On Wed 20-05-20 20:09:06, Chris Down wrote:
Hi Naresh,
Naresh Kamboju writes:
As a part of investigation on this issue LKFT teammate Anders Roxell git bisected the problem and found bad commit(s) which caused this problem.
The following two patches have been reverted on next-20200519 and retested the reproducible steps and confirmed the test case mkfs -t ext4 got PASS. ( invoked oom-killer is gone now)
Revert "mm, memcg: avoid stale protection values when cgroup is above protection" This reverts commit 23a53e1c02006120f89383270d46cbd040a70bc6.

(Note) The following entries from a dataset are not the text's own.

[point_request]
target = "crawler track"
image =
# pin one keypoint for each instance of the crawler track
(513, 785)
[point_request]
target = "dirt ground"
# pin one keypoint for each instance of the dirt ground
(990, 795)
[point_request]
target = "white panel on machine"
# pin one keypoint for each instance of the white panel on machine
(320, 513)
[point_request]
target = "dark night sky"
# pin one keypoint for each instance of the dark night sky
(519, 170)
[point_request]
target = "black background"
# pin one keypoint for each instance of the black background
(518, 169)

Revert "mm, memcg: decouple e{low,min} state mutations from protection checks" This reverts commit 7b88906ab7399b58bb088c28befe50bcce076d82.
Thanks Anders and Naresh for tracking this down and reverting.

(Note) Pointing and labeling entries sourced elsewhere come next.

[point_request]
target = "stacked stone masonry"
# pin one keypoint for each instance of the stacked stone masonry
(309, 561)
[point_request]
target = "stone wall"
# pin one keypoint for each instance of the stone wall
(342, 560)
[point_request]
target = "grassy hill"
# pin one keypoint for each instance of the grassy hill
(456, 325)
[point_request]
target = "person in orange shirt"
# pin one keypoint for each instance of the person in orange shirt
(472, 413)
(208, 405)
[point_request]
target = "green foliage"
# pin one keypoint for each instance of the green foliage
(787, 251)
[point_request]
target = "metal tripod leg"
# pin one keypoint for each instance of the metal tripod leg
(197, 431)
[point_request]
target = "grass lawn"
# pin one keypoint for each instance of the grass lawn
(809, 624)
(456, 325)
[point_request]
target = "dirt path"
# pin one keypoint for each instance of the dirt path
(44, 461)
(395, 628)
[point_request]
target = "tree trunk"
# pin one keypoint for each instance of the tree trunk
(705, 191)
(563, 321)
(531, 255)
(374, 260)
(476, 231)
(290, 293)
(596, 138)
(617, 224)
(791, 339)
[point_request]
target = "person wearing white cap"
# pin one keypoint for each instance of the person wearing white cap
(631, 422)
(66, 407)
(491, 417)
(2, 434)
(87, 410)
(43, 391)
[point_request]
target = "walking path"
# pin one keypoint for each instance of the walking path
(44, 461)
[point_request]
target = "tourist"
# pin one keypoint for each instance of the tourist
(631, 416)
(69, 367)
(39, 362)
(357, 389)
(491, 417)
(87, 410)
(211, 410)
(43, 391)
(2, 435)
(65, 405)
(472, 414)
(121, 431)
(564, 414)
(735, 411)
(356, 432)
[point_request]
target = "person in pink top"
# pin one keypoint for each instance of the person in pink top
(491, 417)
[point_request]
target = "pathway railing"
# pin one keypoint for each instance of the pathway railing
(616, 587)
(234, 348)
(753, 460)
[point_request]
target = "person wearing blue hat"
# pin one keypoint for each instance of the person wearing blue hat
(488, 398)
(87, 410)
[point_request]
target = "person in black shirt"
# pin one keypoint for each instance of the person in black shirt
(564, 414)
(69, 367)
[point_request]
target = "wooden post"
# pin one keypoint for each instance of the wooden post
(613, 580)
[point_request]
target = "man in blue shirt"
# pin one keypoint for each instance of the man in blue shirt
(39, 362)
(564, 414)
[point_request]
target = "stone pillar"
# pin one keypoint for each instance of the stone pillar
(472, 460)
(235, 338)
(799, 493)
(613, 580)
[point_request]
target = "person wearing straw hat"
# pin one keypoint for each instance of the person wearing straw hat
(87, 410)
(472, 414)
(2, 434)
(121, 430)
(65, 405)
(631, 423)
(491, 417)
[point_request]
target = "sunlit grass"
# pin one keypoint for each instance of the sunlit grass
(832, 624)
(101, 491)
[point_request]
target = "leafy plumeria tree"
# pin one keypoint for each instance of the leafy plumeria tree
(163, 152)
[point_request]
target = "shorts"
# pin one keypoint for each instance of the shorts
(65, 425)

I'll take a look tomorrow. I don't see anything immediately obviously wrong in either of those commits from a (very) cursory glance, but they should only be taking effect if protections are set.
Agreed. If memory.{low,min} is not used then the patch should be effectively a nop. Btw. do you see the problem when booting with cgroup_disable=memory kernel command line parameter?
I suspect that something might be initialized for memcg incorrectly and the patch just makes it more visible for some reason.